The green machine took over

The green machine took over

The pool is rather private now

The pool is rather private now

We added some vines and a tall trellis atop the wall, to provide a visual barrier. The vines are doing the job nicely, but other wild things crashed the party, and will soon be removed. I’m delighted to report that my efforts to control mosquitoes were amazingly effective. I provided our manager with a biological control to add weekly to the swamp which accumulated unavoidably inside the pool. I’m happy to report that I spent an hour standing shirtless in the pool while cleaning, and didn’t get a single bite. Nor did I see any larvae in the water.  This product is excellent. It’s nontoxic, except to mosquitoes, disrupting the balance in their gut with a little bug which harms them alone.

Yes, we have no bananas, yet

Yes, we have no bananas, yet

Our friend Douglas gave us a banana plant which was about four feet tall when we parked it out back. That was maybe February. It rocketed up and is already heavy with fruit. I gave another to each of two adjoining neighbors to enhance the privacy of the back yard, and they are both thriving. And a different variety was also planted far to the rear of our yard which is not bearing yet, as it is somewhat shaded. 

That fruiting succulent

That fruiting succulent

These cactus-like arms sprawl from the limestone walls of Yucatan, providing a delicious fruit in September, if the birds don’t hollow them out first. (We found several empties.) They are called pitaya, but also known locally as dragon fruit. I am tempted to call them Eye of Cyclops.

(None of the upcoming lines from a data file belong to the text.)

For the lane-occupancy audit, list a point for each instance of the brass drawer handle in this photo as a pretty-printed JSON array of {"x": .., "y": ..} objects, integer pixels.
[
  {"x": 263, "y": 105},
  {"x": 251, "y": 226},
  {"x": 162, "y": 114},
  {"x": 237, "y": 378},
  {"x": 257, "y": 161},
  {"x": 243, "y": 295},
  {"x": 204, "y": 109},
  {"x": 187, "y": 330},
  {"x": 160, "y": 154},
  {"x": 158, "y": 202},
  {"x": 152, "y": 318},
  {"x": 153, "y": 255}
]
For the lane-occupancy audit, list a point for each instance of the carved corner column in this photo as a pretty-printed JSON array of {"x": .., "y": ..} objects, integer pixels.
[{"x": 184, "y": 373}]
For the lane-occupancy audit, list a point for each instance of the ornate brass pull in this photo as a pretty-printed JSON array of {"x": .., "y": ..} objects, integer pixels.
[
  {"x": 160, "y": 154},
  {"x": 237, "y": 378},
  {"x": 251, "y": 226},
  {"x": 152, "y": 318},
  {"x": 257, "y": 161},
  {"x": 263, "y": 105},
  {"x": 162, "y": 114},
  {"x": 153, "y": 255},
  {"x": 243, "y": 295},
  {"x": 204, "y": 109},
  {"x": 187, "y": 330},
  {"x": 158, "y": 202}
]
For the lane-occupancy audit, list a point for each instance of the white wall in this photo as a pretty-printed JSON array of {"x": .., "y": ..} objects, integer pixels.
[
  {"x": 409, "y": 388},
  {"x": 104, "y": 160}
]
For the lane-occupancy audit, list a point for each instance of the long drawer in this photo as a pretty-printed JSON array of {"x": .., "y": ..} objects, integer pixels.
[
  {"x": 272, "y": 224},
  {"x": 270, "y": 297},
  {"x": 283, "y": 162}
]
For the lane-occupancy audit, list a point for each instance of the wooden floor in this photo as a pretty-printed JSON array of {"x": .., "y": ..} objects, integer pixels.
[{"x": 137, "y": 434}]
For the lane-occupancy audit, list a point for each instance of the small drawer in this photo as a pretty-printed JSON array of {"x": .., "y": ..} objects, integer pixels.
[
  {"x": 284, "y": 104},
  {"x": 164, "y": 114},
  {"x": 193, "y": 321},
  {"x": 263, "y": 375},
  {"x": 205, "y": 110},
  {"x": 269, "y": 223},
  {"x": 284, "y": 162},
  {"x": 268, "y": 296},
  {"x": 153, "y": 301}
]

They require little or no soil, sending out roots in the air, to wend their way into crevices in the stone. The taste is sweet but subtle, and the little black seeds are about the size and shape of sesame seeds, and are soft but pleasantly crunchy. 

Here's lookin' at you!

Here’s lookin’ at you!

 

 

¡¡ SAVE THE EARTH !!

 

NASA Apollo 8 Photo, via Wikimedia

NASA Apollo 8 Photo, via Wikimedia

WOW, what a radical idea! A recently hatched project to heal and restore our planet is well underway, funded by several people of means and vision. This idea was blogged about today by Tom Toles, editorial cartoonist at Washington Post. Perhaps there is now a basis for hope that we can forestall a sixth great extinction! For 10,000 years, humankind has been repeating the same failed experiment, a virtual pyramid scheme of stealing natural resources from future generations, to enjoy the bounty of the land, until it becomes a desert – then moving on. (Will Rogers once instructed: Buy land. They aren’t making any more of it.) Indeed! And I can’t remember when I’ve felt more encouraged about the direction of things.